A few non-scientific words about being back in Durban after 16 years:
- Underrated beachfront. There’s plenty of activity during the day, with the surfers out between 6-7AM and the walkers, joggers, bikers, skateboarders, rollerbladers, and general observers appearing just a bit later to experience the beautiful sunrise. All day long a walk on the beachfront promenade was an ideal way to clear the brain of “conference head.”

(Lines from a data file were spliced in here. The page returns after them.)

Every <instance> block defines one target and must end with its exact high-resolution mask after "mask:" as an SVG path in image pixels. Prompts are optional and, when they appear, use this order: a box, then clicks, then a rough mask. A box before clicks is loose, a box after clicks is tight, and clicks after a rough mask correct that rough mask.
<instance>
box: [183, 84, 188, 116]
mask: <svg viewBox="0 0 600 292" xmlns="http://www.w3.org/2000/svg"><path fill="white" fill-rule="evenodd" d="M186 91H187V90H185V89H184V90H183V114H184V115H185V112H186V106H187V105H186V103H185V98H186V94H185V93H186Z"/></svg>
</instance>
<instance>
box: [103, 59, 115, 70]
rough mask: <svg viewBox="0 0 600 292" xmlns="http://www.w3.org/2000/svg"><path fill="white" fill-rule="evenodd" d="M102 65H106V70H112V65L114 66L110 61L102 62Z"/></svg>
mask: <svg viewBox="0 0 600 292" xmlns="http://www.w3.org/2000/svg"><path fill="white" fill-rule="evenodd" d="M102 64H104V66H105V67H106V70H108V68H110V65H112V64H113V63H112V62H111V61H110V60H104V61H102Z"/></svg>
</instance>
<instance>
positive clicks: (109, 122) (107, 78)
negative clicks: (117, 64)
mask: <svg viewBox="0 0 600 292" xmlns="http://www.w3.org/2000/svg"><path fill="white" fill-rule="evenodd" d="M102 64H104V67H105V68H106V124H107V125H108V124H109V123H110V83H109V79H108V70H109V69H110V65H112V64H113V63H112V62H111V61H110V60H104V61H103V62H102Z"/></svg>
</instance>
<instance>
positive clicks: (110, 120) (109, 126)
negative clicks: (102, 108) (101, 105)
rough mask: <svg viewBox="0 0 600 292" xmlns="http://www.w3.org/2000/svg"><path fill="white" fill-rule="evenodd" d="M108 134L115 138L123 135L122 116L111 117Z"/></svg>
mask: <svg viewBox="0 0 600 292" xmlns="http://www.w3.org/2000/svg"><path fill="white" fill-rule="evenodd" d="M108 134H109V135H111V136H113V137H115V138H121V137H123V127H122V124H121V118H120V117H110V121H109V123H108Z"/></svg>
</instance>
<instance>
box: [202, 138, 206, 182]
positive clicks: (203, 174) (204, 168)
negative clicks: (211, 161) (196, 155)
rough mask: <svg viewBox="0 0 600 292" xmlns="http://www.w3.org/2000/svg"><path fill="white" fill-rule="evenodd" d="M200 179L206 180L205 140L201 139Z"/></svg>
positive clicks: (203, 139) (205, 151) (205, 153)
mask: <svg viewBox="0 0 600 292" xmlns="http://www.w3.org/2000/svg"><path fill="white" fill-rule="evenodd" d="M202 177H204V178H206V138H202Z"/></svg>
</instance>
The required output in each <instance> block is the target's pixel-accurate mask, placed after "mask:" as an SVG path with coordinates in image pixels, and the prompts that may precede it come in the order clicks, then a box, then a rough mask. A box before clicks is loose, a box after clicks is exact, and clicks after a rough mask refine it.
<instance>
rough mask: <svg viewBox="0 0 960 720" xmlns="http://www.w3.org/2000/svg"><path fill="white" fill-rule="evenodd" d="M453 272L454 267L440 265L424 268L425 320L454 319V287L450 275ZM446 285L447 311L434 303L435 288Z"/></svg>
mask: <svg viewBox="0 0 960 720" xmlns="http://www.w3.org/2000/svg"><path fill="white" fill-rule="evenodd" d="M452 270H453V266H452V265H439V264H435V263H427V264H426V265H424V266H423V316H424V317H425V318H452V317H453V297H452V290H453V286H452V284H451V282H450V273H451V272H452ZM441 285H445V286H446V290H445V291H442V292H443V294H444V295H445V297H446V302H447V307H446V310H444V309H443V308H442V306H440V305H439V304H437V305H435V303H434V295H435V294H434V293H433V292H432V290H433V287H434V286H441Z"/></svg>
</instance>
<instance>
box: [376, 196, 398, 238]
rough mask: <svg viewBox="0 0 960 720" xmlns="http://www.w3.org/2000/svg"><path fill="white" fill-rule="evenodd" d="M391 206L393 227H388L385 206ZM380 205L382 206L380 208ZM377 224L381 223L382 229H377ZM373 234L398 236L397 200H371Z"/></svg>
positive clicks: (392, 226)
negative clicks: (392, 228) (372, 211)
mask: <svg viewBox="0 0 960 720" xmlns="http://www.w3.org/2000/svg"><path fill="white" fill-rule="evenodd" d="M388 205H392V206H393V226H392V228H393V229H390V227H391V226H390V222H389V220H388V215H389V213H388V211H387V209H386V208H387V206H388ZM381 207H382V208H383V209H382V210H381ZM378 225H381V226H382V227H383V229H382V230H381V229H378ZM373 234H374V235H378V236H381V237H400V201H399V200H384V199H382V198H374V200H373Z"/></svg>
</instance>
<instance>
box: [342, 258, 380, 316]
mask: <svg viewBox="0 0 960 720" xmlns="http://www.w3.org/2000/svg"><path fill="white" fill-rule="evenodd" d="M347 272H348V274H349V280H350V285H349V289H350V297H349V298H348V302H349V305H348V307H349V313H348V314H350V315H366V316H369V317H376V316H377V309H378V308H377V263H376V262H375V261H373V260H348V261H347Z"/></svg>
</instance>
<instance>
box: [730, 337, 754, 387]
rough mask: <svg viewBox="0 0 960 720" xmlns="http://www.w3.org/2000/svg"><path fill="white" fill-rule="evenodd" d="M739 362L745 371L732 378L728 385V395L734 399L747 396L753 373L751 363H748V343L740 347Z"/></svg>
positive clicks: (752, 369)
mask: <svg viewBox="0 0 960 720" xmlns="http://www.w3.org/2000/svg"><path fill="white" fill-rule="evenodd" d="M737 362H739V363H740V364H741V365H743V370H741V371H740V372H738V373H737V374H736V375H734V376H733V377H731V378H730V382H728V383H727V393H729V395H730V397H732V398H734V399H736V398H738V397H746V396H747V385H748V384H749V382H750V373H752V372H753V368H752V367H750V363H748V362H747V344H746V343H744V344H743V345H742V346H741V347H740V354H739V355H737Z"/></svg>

- Great, affordable food. Not surprisingly, there is a pervasive Indian influence, as Durban has one of the largest Indian populations in the world outside of India. (If you get a bunny chow, be reassured it has nothing to do with rabbits.) And don’t skip the Pinotage and Chenin Blanc (I didn’t). Unfortunately, unlike my experience 2 years ago in Melbourne, the coffee is terrible.
- Pride. Every person I met from Durban was both extremely kind and extraordinarily proud of their city; all knew the history of the city well, and were eager to talk about it. I sensed a bit of both envy and disapproval of both Cape Town and Johannesburg.
- Uber rules. Cheap, reliable, and every bit (if not more) the “disruptive innovation” it is in the USA.
- Safety. It did seem as if the local advice about security was even stronger than the first time I visited. It was obvious stuff: don’t walk alone to the conference center, don’t carry your computer, don’t take out your cell phone on the street, and (repeatedly) never walk alone at night. Some of this, no doubt, is that the first time we were here it was pre-9/11. It’s a different world.
An ancillary benefit about going to this conference — the noise from a certain political convention was only a faint peep, or a footnote on a distant TV that happened to be turned to CNN!